University Of Nebraska-Lincoln Dismissed From Association Of American Universities

Association Of American Universities Kicks Out University Of Nebraska

The Association of American Universities has voted to oust the University of Nebraska- Lincoln, reports the Chronicle of Higher Education.

At least two thirds of the 63-member organization decided that after more than 100 years of membership, the university should no longer be numbered amongst the distinguished institutions in the AAU. This marks the first time an institution has been asked to leave the group.

University Chancellor Harvey Perlman told faculty members in an email sent out Friday that the association’s evaluative metric is biased against institutions like UNL, according to the Omaha World-Herald: “I had hoped our extraordinary accomplishments and steep trajectory would have made us less vulnerable, but the AAU's approach to the review made this result inevitable," he said.

He explained that the university has been ranked lowest of all the AAU schools since 2000 -- largely because the AAU did not include the Nebraska system’s medical college when considering UNL’s research output, nor did it value the large amount of agriculture-related research published by university professors.

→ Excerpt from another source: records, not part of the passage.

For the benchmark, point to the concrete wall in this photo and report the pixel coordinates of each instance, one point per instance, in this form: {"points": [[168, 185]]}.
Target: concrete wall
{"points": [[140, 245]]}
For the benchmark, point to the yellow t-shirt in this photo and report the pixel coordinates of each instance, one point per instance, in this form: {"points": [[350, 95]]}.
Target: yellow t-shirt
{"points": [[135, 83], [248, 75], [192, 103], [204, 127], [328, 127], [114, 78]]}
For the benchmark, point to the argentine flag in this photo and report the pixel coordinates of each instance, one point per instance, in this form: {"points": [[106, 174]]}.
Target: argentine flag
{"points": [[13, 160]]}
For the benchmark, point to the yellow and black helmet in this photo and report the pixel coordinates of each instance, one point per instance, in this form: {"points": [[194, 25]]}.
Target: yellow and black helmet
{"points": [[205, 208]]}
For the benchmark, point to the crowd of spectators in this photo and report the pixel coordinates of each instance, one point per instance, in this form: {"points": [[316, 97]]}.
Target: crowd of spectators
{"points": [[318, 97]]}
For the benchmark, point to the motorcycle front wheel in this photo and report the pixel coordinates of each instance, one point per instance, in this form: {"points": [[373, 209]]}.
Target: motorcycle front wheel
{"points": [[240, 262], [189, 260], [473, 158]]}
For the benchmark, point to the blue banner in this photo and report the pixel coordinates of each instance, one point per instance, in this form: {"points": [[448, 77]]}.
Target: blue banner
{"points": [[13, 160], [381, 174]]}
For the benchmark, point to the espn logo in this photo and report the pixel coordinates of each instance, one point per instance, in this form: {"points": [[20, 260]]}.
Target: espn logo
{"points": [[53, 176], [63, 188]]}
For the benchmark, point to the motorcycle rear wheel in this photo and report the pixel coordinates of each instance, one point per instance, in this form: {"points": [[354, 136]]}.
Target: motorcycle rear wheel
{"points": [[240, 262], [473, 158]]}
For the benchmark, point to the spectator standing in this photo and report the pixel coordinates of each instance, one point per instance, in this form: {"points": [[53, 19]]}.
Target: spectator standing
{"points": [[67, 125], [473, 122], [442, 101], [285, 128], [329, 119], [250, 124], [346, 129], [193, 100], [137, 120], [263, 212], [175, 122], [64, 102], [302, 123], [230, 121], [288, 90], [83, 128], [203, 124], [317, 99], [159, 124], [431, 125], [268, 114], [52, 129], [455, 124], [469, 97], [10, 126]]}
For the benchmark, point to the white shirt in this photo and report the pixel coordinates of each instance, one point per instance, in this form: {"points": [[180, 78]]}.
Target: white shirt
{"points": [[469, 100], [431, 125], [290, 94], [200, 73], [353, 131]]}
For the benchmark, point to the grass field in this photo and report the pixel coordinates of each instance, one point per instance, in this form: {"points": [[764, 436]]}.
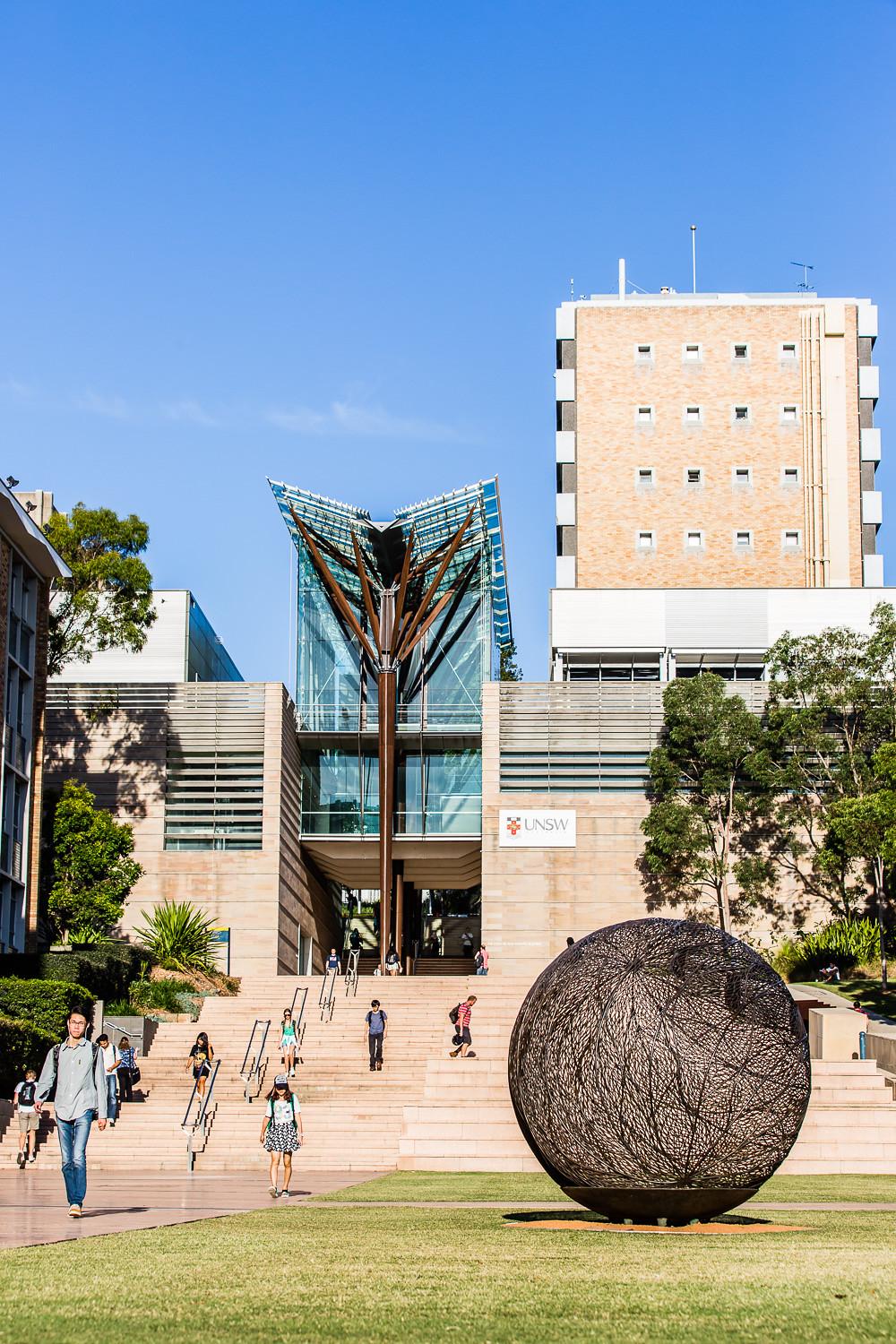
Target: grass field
{"points": [[366, 1276], [860, 986], [538, 1187]]}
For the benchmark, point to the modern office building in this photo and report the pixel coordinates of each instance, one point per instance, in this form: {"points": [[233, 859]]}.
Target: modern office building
{"points": [[204, 768], [400, 624], [180, 647], [715, 478], [29, 564]]}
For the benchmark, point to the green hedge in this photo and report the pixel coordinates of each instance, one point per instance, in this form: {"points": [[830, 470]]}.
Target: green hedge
{"points": [[43, 1003], [22, 1046], [105, 969]]}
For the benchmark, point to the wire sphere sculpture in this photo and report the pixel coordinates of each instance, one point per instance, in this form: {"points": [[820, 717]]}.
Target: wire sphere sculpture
{"points": [[659, 1070]]}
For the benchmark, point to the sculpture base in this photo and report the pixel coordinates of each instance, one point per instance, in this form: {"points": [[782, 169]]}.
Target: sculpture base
{"points": [[645, 1204]]}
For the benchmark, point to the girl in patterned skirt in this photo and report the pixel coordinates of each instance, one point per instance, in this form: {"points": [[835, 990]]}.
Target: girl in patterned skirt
{"points": [[281, 1132]]}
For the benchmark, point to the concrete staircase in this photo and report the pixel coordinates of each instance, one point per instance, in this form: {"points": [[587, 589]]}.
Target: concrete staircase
{"points": [[425, 1110], [850, 1124]]}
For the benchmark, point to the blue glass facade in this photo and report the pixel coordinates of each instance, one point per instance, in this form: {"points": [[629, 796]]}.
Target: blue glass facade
{"points": [[440, 685]]}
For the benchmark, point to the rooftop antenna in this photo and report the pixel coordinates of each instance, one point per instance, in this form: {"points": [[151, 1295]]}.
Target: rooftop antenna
{"points": [[804, 284]]}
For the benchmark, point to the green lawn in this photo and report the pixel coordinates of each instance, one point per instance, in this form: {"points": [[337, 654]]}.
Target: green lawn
{"points": [[368, 1276], [868, 991], [538, 1188]]}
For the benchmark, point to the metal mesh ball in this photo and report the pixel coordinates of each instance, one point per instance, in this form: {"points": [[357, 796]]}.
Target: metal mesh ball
{"points": [[659, 1069]]}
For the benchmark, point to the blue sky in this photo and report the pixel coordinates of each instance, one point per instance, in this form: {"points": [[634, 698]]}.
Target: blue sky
{"points": [[324, 244]]}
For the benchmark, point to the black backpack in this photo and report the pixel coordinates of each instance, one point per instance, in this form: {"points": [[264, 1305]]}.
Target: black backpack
{"points": [[56, 1066]]}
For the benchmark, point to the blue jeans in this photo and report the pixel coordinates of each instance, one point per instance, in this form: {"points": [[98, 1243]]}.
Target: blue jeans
{"points": [[73, 1145], [112, 1080]]}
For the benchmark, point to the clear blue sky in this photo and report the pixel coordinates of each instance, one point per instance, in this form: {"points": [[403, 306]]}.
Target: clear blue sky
{"points": [[324, 244]]}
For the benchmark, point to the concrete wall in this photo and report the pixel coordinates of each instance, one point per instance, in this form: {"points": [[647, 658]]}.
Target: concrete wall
{"points": [[263, 895]]}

In the email, he also said that if the AAU had used a more qualitative metric they would have ranked the university above a number of schools still included in the association.

AAU representative Barry Toiv told the Chronicle that the organization’s process for review was “followed in its entirety”.

Perlman told faculty that the dismissal will not endanger the university’s inclusion in the Big Ten, to be made official on July 1st.